The holographic screen before him blinked once. A single, mechanical acknowledgment. The contract was now active. There was no turning back.
— Your credentials and a focusing tool are being dispatched to your location, — Felix stated, his voice the same unwavering monotone. He was already moving on to the next procedural step. — The credentials will identify you as an intuitive adept from the outer territories, seeking refuge and employment. The focusing tool will assist in maintaining your cover.
A fraud’s toolkit. Kaelen’s stomach tightened. He was being handed the costume and the props for the worst role of his life.
— Do not fail, — Felix said. It wasn’t a threat. It was a simple reminder of the equation’s outcome. Failure equaled zero.
The communication link terminated. The hologram of Felix Hayes dissolved, collapsing back into a single line of white light that then vanished, plunging the booth back into its native gloom. Kaelen was alone, the silence broken only by the faint hum of the data-node’s cooling fan. He was left with his decision, a sour taste in his mouth like spoiled milk.
He had just sold his soul, and the system hadn’t even had the courtesy to haggle.

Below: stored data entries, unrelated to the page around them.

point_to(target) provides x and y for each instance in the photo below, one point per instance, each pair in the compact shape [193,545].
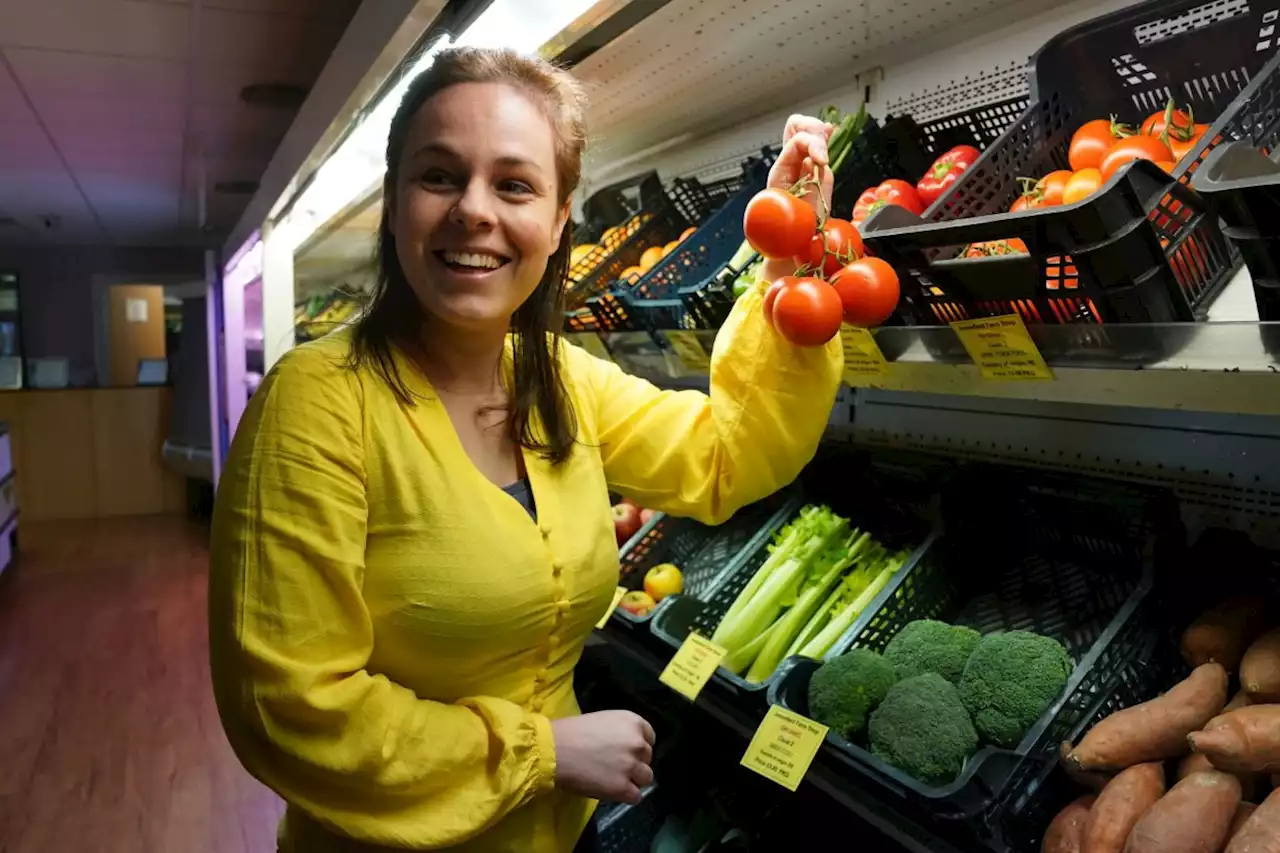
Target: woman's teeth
[475,261]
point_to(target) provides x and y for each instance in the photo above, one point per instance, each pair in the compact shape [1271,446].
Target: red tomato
[807,311]
[1027,201]
[945,172]
[1082,185]
[837,245]
[777,224]
[771,295]
[1051,187]
[868,291]
[1136,147]
[1092,141]
[891,192]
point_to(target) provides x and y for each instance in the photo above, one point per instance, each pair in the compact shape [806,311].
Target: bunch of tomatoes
[836,282]
[1100,147]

Less than a minute later, he heard it. A low, insect-like hum from the alley outside, growing steadily closer. He remained perfectly still. The sound stopped directly outside the booth’s grimy window. A small, articulated arm, no thicker than his thumb, extended from an unseen drone and tapped twice on the glass. It was the most delicate sound he had heard all night.

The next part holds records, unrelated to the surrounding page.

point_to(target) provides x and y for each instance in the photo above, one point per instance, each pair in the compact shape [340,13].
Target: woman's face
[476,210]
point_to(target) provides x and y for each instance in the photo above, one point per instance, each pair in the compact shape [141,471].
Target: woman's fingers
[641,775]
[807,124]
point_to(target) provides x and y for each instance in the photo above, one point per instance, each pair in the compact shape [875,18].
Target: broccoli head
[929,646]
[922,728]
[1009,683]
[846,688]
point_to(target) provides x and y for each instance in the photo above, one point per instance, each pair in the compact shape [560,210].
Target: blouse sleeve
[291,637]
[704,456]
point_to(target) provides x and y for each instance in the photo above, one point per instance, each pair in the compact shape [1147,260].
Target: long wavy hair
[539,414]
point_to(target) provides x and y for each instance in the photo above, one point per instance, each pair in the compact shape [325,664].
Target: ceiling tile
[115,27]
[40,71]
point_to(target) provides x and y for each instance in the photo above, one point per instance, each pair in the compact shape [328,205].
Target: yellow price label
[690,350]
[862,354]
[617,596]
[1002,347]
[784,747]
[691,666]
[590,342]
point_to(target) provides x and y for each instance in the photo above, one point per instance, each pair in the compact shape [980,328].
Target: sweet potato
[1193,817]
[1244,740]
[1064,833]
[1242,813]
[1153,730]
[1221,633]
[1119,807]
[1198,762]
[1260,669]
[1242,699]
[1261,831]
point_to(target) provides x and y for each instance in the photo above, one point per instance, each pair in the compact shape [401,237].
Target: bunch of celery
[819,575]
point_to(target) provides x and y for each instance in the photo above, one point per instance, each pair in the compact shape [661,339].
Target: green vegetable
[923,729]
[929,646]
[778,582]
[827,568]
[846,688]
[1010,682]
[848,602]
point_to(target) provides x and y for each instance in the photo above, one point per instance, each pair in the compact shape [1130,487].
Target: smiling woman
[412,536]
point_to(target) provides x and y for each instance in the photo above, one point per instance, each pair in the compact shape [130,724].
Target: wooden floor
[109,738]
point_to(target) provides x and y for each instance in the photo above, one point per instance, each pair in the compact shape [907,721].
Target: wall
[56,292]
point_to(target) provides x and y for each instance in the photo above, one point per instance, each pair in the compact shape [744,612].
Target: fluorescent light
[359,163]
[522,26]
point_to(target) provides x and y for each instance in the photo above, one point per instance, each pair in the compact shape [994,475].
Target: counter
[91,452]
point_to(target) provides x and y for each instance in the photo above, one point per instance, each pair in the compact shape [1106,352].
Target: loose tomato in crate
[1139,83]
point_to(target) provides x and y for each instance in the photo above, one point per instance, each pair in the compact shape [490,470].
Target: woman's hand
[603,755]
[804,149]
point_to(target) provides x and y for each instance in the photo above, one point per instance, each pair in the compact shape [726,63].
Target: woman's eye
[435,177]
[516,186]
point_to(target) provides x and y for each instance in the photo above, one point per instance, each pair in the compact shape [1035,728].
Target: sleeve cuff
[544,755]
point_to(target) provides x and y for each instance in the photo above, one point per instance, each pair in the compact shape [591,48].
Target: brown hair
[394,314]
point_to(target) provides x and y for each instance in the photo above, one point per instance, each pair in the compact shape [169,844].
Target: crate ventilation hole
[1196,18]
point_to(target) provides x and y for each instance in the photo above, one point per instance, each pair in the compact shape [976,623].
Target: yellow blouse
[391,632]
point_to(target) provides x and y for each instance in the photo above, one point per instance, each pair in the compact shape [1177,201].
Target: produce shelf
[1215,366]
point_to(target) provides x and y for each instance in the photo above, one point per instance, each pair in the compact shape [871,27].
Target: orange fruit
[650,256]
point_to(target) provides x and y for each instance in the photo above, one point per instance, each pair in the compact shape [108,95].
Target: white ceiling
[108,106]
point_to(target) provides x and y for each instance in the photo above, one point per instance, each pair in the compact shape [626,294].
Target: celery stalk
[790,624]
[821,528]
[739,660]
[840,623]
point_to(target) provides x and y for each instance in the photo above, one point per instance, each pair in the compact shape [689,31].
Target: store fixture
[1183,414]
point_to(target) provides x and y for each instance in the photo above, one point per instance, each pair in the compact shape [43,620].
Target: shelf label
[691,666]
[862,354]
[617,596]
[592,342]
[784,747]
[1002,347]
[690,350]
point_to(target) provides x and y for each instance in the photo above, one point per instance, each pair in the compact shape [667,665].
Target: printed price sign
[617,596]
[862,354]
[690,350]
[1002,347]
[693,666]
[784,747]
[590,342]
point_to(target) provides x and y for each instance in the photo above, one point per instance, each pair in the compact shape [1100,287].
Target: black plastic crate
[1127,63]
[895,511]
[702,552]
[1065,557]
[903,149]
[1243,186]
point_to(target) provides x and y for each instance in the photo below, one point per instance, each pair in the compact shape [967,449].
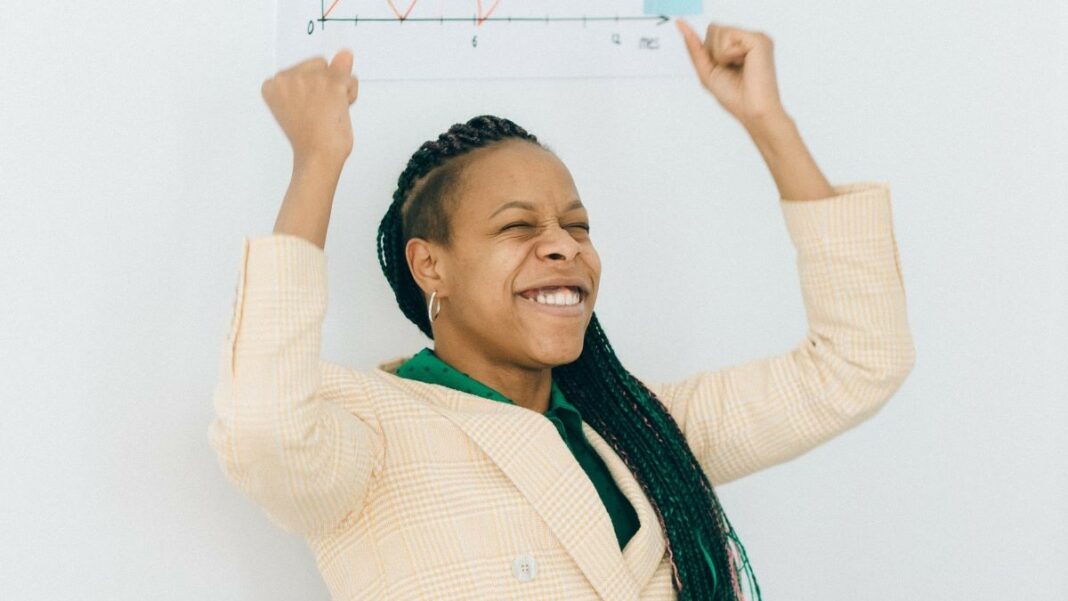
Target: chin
[558,350]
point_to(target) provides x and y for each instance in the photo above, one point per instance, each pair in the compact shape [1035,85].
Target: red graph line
[327,13]
[480,16]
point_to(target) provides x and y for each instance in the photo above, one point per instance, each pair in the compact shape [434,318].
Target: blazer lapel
[529,451]
[646,548]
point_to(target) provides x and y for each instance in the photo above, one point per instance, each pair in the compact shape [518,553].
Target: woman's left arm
[859,348]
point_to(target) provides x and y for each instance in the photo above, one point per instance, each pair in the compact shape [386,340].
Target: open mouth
[555,300]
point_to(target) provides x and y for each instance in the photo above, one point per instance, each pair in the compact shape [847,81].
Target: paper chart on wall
[487,38]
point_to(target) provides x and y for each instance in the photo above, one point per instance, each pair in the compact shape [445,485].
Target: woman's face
[517,224]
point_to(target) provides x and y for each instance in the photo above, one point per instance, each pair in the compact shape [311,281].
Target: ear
[424,262]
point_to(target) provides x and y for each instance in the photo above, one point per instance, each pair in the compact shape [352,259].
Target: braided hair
[703,548]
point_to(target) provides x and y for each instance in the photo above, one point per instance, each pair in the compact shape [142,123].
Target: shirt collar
[426,366]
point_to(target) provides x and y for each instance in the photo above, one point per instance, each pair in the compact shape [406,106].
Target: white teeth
[564,298]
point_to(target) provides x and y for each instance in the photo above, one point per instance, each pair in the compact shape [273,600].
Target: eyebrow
[530,206]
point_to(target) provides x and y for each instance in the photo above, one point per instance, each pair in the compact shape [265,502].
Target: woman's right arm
[307,461]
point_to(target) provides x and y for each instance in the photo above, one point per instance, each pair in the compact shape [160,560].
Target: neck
[527,386]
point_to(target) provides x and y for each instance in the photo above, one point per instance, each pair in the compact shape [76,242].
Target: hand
[736,65]
[311,101]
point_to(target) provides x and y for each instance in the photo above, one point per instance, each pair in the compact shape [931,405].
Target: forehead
[515,171]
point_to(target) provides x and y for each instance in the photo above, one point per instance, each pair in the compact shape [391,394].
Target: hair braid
[704,549]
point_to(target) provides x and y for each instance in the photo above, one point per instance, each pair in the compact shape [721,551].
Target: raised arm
[307,461]
[857,351]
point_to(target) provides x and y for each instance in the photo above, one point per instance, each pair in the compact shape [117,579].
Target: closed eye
[511,225]
[522,224]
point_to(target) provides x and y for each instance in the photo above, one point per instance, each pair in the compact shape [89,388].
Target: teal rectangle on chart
[673,8]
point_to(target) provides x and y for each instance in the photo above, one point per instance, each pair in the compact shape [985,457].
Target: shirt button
[524,568]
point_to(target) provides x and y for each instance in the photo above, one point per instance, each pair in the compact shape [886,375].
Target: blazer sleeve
[857,351]
[307,462]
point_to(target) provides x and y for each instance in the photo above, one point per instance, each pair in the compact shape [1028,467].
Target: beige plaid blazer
[408,490]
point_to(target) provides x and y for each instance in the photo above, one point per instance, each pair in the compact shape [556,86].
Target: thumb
[700,56]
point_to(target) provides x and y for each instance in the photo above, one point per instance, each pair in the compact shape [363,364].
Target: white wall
[136,152]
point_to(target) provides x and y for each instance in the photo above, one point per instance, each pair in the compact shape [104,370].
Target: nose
[558,243]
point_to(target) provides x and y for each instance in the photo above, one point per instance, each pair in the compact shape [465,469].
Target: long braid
[705,553]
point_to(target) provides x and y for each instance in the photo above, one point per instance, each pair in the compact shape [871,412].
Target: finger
[699,54]
[354,88]
[342,61]
[316,62]
[733,44]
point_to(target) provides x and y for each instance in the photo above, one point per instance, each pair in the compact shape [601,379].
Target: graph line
[480,16]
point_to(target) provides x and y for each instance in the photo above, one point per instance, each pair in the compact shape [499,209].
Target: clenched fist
[737,66]
[311,101]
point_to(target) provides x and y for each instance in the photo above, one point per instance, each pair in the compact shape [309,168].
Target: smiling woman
[518,458]
[520,347]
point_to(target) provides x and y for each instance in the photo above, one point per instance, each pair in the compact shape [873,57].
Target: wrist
[769,127]
[320,163]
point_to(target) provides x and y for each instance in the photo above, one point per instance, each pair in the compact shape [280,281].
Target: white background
[136,153]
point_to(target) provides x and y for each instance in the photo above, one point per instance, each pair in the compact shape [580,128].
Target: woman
[518,459]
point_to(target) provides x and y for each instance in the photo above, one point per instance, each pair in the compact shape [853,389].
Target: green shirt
[428,367]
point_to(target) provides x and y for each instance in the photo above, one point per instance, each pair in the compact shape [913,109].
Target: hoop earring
[429,305]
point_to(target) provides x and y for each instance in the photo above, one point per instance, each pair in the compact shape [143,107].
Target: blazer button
[524,568]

He slid out of the booth and pushed open the cafe’s rusted side door. A dispatch drone, a matte-black machine the size of his torso, hovered silently in the narrow alley. A compartment in its belly opened, and a small, sealed case dropped into his waiting hand. The case was cold to the touch, its surface a smooth, non-reflective metal. A stasis case, designed to protect sensitive materials.
He looked inside. There were two items. The first was a thin, flexible chit containing his new identity, the data woven into its very fibers. The second was a piece of polished black stone, perfectly smooth and cool. The obsidian charm. The focusing tool. He picked it up. It felt heavy in his palm, a solid piece of nothing, a tool for a lie he hadn’t yet learned to tell.
The drone’s compartment closed. Its humming changed pitch slightly, and it ascended vertically, disappearing above the rooftops without a trace.
The lingering hum of the drone faded into the night’s quiet. The cold of the stasis case in his hand was a solid, undeniable fact.